Juru Bicara Daulah Islam Syaikh Abu Muhammad Al-Adnani –semoga Allah
menjaganya—memaparkan di dalam pidato berjudul Wa Yahya Man Hayya ‘An
Bayyinah, “Maka ketahuilah, sesungguhnya di tanah air Salibis yang
memerangi (Daulah Islam) tidak ada perlindungan darah, dan tidak ada yang
disebut “masyarakat tidak berdosa”.”
KEKAFIRAN
DAN KESYIRIKAN
ADALAH
SEBAB PEPERANGAN
Selain itu, hadits-hadits di atas juga menyatakan secara tegas,
bahwa sebab dari diwajibkan peperangan dan pembunuhan terhadap orang kafir
adalah kekafiran, kesyirikan, dan penafian kalimat tauhid. Rasul diperintahkan
untuk memerangi manusia, sampai mereka mau beriman dan bertaubat dari kekafiran
mereka. Maknanya, Rasulullah diutus dan diperintahkan Allah untuk memerangi
manusia, sampai mereka mau menyembah dan mengibadahi Allah semata serta
berlepas diri dan memerangi setiap berhala dan thaghut yang disembah dan
ditaati selain Allah.
Artinya, alasan dan sebab diperangi dan dibunuhnya orang-orang
kafir adalah murni karena kekafiran dan kesyirikan mereka, bukan karena mereka
memerangi kita terlebih dulu, atau hal-hal lainnya. Dalam hadits tadi,
Rasulullah menjadikan tujuan akhir dari peperangan adalah Islam. Bermakna bahwa
jika seluruh manusia sudah masuk Islam, maka tidak ada lagi perang. Di sisi
lain, banyak sekali hadits yang menunjukkan bahwa tidak mungkin seluruh manusia
akan menjadi Islam. Pun demikian dengan hadits-hadits yang menunjukkan bahwa
kekufuran senantiasa ada hingga Hari Kiamat. Jika demikian, berarti perang akan
senantiasa eksis bersamaan dengan adanya kekufuran.
Konsepsi demikian sudah lebih dulu ditegaskan Allah di dalam
Al-Quran. Allah berfirman,
”DAN PERANGILAH MEREKA, SUPAYA
JANGAN ADA FITNAH (SYIRIK) DAN SUPAYA AGAMA ITU SEMATA-MATA MILIK ALLAH.”
(Al-Anfal: 39)
Dijelaskan oleh para ulama, “fitnah” dalam ayat tersebut maknanya
adalah “kekafiran”. Artinya, perangilah orang-orang kafir sehingga tidak ada
lagi kekafiran. Karena dalam ayat lainnya diterangkan bahwa “fitnah”

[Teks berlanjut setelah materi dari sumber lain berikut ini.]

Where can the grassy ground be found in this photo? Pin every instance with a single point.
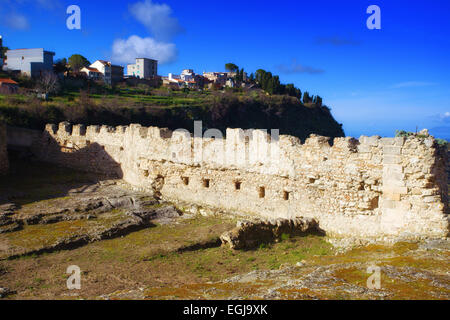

(kesyirikan atau kekufuran) lebih dahsyat bahayanya daripada pembunuhan. Allah
berfirman: “Dan fitnah itu lebih besar bahayanya dari pembunuhan.” (Al-Baqarah: 191) Dalam ayat lainnya:”Dan berbuat fitnah lebih besar
(dosanya) daripada membunuh.” (Al-Baqarah:
217)
Dikuatkan lagi oleh Ibnul Arabi Al-Maliki rahimahullah ketika
menjelaskan surat Al-Anfal ayat 39: “Dengan ayat ini, sebab pembunuhan adalah
adanya kekafiran. Karena Allah berfirman, ‘Supaya jangan ada fitnah.’ Allah
menetapkan tujuan yaitu tidak adanya kekafiran secara tekstual. Dan menerangkan
bahwa sebab pembunuhan yang dibolehkan dalam al-qital (peperangan) adalah
karena adanya kekafiran.” (Lihat:
Ahkam Al-Quran, Ibnul Arabi)
Di dalam tafsirnya, Ibnu Katsir rahimahullah menerangkan, “Ibnu
Jarir (Ath-Thabari) melansir ijma’ (konsensus) bahwa orang musyrik boleh
dibunuh apabila dia tidak memiliki perlindungan keamanan, meskipun dia menjadi
imam di Baitul Haram atau di Baitul Maqdis.” (Lihat: Tafsir Ibnu Katsir). Imam Asy-Syaukani menyebutkan bahwasanya orang
musyrik, baik dia memerangi atau tidak memerangi (kaum muslimin), maka darahnya
halal selama dia masih musyrik.
Pasalnya, orang kafir musyrik adalah najis, bukan najis tubuh
mereka, melainkan disebabkan kesyirikan yang mereka anut. Allah berfirman, “Wahai orang-orang
yang beriman, sesungguhnya orang-orang musyrik itu najis, maka janganlah mereka
mendekati Masjidil Haram sesudah tahun ini.” (At-Taubah: 28)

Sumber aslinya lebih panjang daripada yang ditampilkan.